In brief remarks at the gathering, Corbett pushed for a greater emphasis on economic development and for what he said is the need to “repair” Cedar Rapids’ “image” as a progressive city on the move.
Corbett also announced that, to date, his campaign has raised $42,325.
It’s not May yet, it’s still six months from the Nov. 3 election, and no one else has entered the race against Corbett, vice president of trucking firm CRST Inc. and a former state legislator and former president/CEO of the Cedar Rapids Area Chamber of Commerce.
But Corbett already is closing in on raising as much money as Halloran did and Olson did in 2005, which was the first election in the city’s new council/manager government, a government with part-time elected officials.

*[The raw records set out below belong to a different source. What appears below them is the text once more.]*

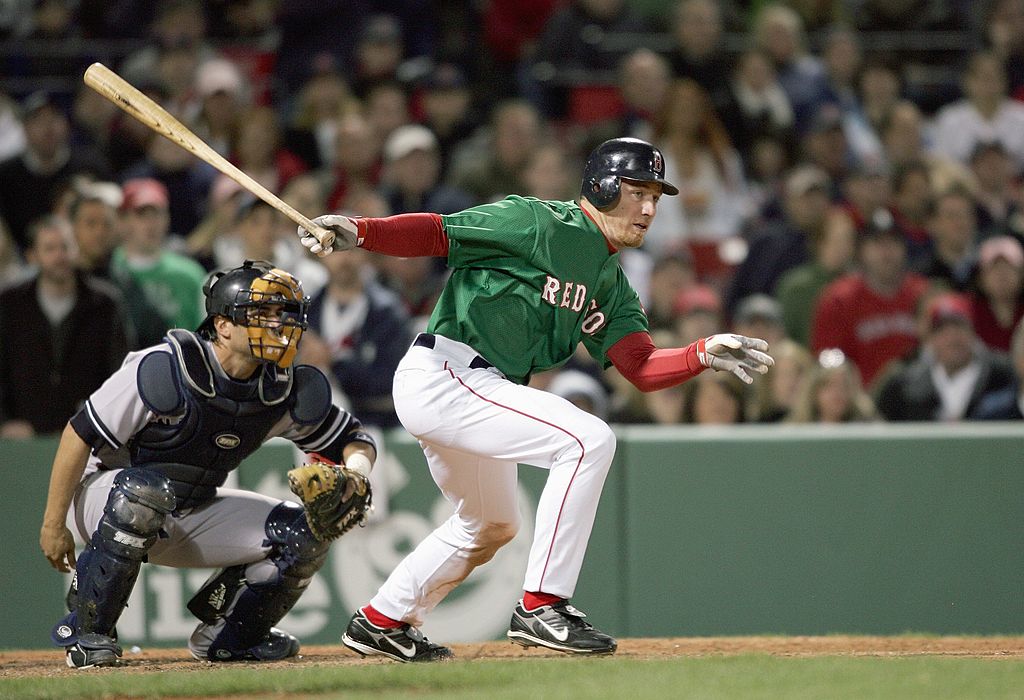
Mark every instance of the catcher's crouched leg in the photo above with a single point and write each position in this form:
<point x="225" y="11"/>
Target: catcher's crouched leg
<point x="107" y="569"/>
<point x="240" y="605"/>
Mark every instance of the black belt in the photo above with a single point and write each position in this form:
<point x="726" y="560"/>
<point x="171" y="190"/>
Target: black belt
<point x="427" y="340"/>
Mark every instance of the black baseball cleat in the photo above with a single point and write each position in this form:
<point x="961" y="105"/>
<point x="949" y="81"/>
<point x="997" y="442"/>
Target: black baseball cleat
<point x="558" y="626"/>
<point x="278" y="645"/>
<point x="93" y="650"/>
<point x="403" y="644"/>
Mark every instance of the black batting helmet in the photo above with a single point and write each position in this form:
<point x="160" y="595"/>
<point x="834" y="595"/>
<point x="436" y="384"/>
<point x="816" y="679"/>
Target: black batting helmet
<point x="622" y="158"/>
<point x="243" y="295"/>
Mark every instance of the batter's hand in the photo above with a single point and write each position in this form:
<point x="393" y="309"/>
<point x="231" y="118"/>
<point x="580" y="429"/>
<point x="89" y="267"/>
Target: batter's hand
<point x="344" y="229"/>
<point x="58" y="548"/>
<point x="737" y="354"/>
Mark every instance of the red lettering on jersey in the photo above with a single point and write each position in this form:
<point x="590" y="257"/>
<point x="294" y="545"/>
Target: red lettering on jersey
<point x="593" y="322"/>
<point x="581" y="298"/>
<point x="551" y="288"/>
<point x="566" y="293"/>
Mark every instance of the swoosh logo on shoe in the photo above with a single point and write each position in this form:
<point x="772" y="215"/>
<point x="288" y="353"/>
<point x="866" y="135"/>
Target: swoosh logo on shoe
<point x="408" y="652"/>
<point x="560" y="635"/>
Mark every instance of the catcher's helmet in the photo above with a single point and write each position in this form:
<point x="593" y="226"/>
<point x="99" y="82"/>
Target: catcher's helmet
<point x="622" y="158"/>
<point x="267" y="301"/>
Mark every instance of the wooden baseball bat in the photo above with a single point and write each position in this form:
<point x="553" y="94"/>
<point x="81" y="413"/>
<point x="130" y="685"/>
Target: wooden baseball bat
<point x="127" y="97"/>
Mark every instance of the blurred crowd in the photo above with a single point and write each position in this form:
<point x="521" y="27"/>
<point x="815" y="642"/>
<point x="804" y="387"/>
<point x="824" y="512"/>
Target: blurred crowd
<point x="850" y="176"/>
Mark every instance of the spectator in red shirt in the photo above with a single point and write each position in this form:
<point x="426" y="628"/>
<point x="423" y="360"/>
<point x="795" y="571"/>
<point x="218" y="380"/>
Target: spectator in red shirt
<point x="870" y="314"/>
<point x="997" y="303"/>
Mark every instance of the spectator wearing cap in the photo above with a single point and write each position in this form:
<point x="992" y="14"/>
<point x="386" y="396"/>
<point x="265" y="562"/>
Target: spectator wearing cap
<point x="997" y="302"/>
<point x="356" y="163"/>
<point x="866" y="189"/>
<point x="566" y="44"/>
<point x="986" y="114"/>
<point x="359" y="333"/>
<point x="697" y="313"/>
<point x="33" y="179"/>
<point x="713" y="205"/>
<point x="178" y="44"/>
<point x="773" y="399"/>
<point x="698" y="47"/>
<point x="824" y="143"/>
<point x="379" y="52"/>
<point x="170" y="282"/>
<point x="318" y="107"/>
<point x="799" y="289"/>
<point x="952" y="229"/>
<point x="995" y="195"/>
<point x="843" y="58"/>
<point x="778" y="31"/>
<point x="761" y="314"/>
<point x="869" y="314"/>
<point x="489" y="165"/>
<point x="446" y="105"/>
<point x="757" y="105"/>
<point x="952" y="374"/>
<point x="777" y="247"/>
<point x="64" y="333"/>
<point x="93" y="216"/>
<point x="260" y="151"/>
<point x="223" y="92"/>
<point x="582" y="390"/>
<point x="412" y="171"/>
<point x="1007" y="403"/>
<point x="670" y="275"/>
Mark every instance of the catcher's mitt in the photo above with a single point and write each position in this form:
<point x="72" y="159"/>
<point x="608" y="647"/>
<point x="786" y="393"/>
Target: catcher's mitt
<point x="336" y="498"/>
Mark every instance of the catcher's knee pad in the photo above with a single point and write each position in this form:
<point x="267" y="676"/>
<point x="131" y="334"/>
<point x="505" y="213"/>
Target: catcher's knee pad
<point x="272" y="585"/>
<point x="105" y="572"/>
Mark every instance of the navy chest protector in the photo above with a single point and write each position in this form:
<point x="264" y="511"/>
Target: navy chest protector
<point x="207" y="424"/>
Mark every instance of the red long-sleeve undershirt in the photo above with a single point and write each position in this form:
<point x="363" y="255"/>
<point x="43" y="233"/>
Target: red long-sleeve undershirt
<point x="647" y="367"/>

In 2005, Olson took in $54,701 in campaign contributions and Halloran, $53,302, $20,050 of which included her own money.
Asked at the time what races for the part-time mayoral slot should cost in Cedar Rapids, Halloran said, “I’m glad it wasn’t any more than that, that’s for sure.”
The job is a four-year one with a salary of about $30,000.
Keep in mind, the 2005 campaign spending amounted to chicken feed compared to spending in the 2001 mayoral race here in which Paul Pate — a former state senator, former Iowa secretary of state and former gubernatorial candidate — defeated three-term incumbent Lee Clancey, the city’s first female mayor.
In that race, the two candidates together raised $226,811. The mayor’s job then was a full-time one and paid about $80,000 a year.
In the Halloran-Olson race in 2005, Olson said the $54,000 he raised was “probably the right range” for a competition for part-time Cedar Rapids mayor.
He raised $4,750 from three political action committees — Realtors, builders and building trades — and the rest from 240 individual contributors.
Halloran had about 100 individual contributors and raised about $11,000 from labor political action groups.
To date, Corbett says he has had more than 240 contributors.
Four people are considering taking Corbett on: council members Brian Fagan and Monica Vernon, Gary Hinzman, long-time director of the Sixth Judicial District Department of Correctional Services and a one-time police chief here, and 2005 candidate Olson. Incumbent Halloran has not announced her intentions.
Asked in passing this week about Corbett’s fund raising, Fagan said the 2009 mayoral race won’t be about raising money.
One campaign novelty to date — a pioneering one for a local Cedar Rapids race — is Corbett TV, which is Corbett’s own video enterprise that he runs at his campaign Web site, roncorbett.com.